The Inferno Begins

On June 29, 2025, the serene landscapes of Coeur d’Alene, Idaho, were shattered by an unthinkable act of calculated violence. A brush fire was ignited on Canfield Mountain, drawing in firefighters who were unaware they were walking into a deadly trap. As they approached the blaze, gunfire erupted, resulting in the deaths of Battalion Chief John Morrison and Battalion Chief Frank Harwood and critically injuring firefighter Dave Tysdal. The suspected perpetrator, 20-year-old Wess Val Roley, was later found dead from an apparent self-inflicted gunshot wound near the scene. 

From Aspiring Firefighter to Killer

Wess Roley wasn’t some hardened criminal with a rap sheet a mile long. On paper, he looked like a kid trying to figure life out. The 20-year-old came from a family of arborists and bounced between California, Arizona, and eventually Idaho. He ran track in high school, liked hiking, and had a thing for the outdoors. In 2024, he moved to Idaho, landed his own apartment, and took up work in tree services—just like the rest of his family.

But what set him apart, according to his grandfather, was a deep admiration for firefighters. He didn’t just like them—he wanted to be one. Specifically, he dreamed of joining a forest firefighting crew, heading straight into the flames with a hose in hand and purpose in his heart.

Roley had no criminal record to speak of in Kootenai County. Cops knew who he was—he’d had a few minor run-ins, nothing serious, no arrests. According to his grandfather, he owned a shotgun and a long rifle. Whether those were the weapons he used during the ambush remains under investigation. He wasn’t considered a threat. In fact, family members described him as sociable, not some isolated nutcase stewing in the dark. He stayed in touch with relatives, had friends, and even vacationed in Hawaii with his mother not long before the attack.
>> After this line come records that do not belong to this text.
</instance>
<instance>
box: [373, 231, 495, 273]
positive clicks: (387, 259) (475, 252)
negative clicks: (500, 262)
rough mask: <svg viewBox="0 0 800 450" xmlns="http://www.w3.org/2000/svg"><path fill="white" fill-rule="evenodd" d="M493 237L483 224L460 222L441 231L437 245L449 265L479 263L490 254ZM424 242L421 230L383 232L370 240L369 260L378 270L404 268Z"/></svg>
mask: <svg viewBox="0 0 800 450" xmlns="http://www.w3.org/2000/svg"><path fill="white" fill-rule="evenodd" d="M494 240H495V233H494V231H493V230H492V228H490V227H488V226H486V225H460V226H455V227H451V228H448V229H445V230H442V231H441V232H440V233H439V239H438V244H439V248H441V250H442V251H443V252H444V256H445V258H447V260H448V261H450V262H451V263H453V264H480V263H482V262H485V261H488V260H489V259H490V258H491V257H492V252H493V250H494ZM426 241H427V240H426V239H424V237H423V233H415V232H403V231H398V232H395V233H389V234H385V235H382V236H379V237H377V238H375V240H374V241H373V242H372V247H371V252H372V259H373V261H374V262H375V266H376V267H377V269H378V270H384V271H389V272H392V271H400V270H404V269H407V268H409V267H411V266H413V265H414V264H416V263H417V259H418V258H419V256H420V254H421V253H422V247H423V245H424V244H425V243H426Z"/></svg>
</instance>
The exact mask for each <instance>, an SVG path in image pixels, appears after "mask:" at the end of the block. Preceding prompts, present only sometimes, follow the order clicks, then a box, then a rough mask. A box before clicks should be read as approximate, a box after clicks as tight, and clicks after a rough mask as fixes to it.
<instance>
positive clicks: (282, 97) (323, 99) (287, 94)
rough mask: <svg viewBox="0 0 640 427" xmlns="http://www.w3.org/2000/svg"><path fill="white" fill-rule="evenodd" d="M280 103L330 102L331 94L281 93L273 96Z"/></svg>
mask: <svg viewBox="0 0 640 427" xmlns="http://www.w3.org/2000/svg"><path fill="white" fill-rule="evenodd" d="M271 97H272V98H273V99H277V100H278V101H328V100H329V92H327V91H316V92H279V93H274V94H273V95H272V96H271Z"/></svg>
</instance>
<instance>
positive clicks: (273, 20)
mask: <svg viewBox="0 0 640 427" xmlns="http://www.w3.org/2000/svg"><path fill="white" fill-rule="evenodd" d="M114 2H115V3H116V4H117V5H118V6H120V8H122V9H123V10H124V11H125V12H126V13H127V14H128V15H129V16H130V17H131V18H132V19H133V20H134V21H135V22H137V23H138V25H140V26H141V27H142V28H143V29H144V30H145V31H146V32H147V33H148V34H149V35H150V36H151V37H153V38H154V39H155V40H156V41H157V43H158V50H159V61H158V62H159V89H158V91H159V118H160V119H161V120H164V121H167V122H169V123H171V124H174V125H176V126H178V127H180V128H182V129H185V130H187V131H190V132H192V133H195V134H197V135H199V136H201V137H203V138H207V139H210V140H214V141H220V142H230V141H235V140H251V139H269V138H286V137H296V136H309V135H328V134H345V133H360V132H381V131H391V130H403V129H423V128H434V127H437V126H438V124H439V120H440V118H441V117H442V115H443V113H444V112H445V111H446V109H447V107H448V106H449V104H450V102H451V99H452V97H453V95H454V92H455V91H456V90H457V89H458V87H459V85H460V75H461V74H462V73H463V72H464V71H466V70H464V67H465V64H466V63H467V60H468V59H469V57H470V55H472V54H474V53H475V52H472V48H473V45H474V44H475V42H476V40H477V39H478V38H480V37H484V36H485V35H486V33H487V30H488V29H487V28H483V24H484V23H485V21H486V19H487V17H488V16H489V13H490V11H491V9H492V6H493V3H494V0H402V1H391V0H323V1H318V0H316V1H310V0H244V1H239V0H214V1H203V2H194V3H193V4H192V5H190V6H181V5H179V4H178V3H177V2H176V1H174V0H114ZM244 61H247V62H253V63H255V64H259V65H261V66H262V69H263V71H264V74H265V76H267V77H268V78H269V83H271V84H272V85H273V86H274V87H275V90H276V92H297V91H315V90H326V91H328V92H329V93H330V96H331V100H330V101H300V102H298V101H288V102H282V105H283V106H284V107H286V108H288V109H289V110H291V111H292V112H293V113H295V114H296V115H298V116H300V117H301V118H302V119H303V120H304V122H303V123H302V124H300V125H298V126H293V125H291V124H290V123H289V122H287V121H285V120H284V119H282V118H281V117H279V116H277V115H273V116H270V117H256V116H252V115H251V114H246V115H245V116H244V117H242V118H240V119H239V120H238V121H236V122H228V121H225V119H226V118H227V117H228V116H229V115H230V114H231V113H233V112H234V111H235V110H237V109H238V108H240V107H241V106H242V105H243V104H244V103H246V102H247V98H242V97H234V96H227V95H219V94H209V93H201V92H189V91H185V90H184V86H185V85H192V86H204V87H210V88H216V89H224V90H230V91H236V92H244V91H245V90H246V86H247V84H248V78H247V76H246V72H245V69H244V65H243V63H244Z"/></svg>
Still, cracks in the foundation were there if you looked closely. Roley’s grandfather admitted that the boy could be “nervous,” “high-strung,” and a bit of a loner at times. And though his family painted a picture of a loving home, the court records tell a slightly different story. Back in 2015, Roley’s mother sought a protective order against his father, citing alleged threats and violence. That kind of early instability doesn’t vanish. It tends to burrow deep and fester.

Despite all this, no one close to him saw it coming. There was no beef with local fire crews. No angry manifesto. No past conflict that might explain why he’d suddenly flip from fire chaser to fire starter, luring in the very people he claimed to admire—and gunning them down. The attack blindsided his family as much as it did the community. For a kid who once wanted to run into burning forests to save lives, he died with the blood of his heroes on his hands. And that’s the kind of betrayal that rattles even the toughest among us.
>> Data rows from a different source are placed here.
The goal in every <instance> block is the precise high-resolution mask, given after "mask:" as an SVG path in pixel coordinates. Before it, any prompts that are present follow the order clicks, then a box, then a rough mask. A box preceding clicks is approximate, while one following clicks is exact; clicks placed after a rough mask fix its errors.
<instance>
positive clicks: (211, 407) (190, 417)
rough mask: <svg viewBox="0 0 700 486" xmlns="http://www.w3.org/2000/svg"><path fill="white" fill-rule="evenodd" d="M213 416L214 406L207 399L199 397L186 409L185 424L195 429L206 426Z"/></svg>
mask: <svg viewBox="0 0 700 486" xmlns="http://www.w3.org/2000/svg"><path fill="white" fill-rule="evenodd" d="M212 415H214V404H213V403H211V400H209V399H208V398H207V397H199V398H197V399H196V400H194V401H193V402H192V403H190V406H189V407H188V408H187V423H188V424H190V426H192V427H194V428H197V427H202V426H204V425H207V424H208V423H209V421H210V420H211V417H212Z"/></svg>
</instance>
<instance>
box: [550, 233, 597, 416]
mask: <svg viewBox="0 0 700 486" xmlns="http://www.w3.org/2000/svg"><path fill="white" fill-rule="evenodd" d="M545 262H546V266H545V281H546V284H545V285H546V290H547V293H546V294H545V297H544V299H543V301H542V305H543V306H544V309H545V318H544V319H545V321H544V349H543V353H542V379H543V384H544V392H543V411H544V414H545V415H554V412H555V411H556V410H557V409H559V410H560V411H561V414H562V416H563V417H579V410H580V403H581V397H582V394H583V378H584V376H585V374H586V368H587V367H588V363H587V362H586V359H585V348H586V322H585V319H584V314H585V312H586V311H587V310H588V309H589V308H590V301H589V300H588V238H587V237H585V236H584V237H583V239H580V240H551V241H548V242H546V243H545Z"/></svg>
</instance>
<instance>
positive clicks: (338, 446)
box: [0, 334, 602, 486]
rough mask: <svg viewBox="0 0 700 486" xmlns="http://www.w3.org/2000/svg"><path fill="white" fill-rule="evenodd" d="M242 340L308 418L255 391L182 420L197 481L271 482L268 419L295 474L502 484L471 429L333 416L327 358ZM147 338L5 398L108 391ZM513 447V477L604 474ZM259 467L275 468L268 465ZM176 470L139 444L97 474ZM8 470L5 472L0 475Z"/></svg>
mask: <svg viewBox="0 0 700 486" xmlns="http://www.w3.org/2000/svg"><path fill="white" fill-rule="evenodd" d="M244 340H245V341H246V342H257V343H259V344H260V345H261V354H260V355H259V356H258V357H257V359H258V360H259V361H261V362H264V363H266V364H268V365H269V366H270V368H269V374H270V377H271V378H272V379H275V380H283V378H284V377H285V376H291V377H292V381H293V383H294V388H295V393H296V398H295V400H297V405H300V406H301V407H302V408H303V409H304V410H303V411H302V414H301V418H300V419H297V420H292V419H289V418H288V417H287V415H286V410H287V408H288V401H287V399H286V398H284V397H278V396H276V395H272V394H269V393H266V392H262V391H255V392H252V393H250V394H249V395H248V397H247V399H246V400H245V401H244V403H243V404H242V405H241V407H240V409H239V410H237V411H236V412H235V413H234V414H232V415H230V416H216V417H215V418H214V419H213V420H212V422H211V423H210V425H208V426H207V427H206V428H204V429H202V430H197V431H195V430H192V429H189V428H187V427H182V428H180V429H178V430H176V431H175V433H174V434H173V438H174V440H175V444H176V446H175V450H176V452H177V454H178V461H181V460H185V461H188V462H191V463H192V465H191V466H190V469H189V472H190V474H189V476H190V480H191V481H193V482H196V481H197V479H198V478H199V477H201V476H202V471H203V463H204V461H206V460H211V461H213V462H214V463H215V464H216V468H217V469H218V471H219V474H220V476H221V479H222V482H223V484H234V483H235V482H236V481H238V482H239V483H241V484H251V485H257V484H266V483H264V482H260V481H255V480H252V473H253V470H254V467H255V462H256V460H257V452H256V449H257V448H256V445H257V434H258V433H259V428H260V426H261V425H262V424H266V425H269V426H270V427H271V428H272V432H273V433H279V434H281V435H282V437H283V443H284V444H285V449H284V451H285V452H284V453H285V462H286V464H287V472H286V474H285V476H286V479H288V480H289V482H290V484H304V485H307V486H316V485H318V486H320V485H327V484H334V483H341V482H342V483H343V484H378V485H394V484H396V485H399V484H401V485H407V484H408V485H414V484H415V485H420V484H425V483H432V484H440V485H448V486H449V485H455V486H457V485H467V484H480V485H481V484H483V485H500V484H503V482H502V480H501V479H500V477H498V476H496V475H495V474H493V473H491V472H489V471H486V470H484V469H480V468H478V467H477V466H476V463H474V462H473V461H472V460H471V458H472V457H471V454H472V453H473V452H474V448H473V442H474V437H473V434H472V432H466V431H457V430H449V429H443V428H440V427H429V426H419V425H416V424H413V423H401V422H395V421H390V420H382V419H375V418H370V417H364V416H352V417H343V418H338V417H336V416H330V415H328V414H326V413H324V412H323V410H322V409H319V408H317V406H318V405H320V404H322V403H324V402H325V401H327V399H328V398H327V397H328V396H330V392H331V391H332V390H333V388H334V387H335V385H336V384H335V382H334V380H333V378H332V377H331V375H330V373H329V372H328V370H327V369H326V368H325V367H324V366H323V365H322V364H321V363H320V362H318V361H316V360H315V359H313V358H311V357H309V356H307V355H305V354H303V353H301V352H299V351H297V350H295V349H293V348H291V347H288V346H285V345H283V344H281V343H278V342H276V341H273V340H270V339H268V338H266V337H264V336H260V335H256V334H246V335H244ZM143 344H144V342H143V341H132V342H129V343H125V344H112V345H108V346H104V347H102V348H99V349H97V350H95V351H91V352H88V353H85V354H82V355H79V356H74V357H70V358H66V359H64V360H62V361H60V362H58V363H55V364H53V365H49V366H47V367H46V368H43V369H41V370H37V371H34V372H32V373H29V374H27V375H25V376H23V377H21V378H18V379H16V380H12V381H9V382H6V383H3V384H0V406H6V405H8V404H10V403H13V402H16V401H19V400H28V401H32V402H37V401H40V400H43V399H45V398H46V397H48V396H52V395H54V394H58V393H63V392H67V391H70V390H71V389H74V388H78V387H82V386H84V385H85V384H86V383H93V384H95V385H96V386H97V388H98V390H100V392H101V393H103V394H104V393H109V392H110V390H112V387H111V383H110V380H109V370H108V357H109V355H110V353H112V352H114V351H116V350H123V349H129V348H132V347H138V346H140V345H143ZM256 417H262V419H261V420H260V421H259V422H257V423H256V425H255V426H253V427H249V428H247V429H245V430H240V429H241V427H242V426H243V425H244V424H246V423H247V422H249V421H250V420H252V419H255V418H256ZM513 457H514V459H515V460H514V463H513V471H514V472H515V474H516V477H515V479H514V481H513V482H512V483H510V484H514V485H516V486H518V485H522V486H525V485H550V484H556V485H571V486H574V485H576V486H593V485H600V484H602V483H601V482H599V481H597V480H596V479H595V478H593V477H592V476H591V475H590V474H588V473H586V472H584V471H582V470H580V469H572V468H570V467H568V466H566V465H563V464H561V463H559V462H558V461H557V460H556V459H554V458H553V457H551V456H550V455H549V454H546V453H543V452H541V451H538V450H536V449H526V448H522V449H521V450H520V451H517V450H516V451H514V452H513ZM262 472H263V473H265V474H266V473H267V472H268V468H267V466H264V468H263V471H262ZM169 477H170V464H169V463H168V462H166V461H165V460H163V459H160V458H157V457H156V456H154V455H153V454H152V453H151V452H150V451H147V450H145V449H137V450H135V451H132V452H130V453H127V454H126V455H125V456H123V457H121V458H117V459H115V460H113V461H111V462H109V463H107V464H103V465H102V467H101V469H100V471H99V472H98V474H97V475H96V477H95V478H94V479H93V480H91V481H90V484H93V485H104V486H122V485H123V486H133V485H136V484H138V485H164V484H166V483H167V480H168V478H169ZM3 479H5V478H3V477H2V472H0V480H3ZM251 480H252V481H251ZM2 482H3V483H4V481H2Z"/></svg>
Roley’s Calculated Ambush on Idaho Firefighters

Wess Roley didn’t just snap one day—he planned this attack with chilling precision. On June 29, 2025, he deliberately ignited the fire on Canfield Mountain, just outside Coeur d’Alene, Idaho. This wasn’t some accidental blaze sparked by carelessness. No, this was bait, and Roley was lying in wait. He had armed himself with a high-powered rifle and a shotgun and picked a strategic position in the rugged, wooded terrain. His goal was simple: lure in first responders and open fire before they had a chance to understand what was happening. If that isn’t evil, I don’t know what is.

As firefighters from Coeur d’Alene and Kootenai County rolled in to knock down the flames, Roley waited. About 30 minutes after crews arrived, he launched his ambush. No warning. No chance to respond, and, of course, they weren’t armed. Sheriff Bob Norris later said,The firefighters did not have a chance.The attack was fast, brutal, and completely unexpected.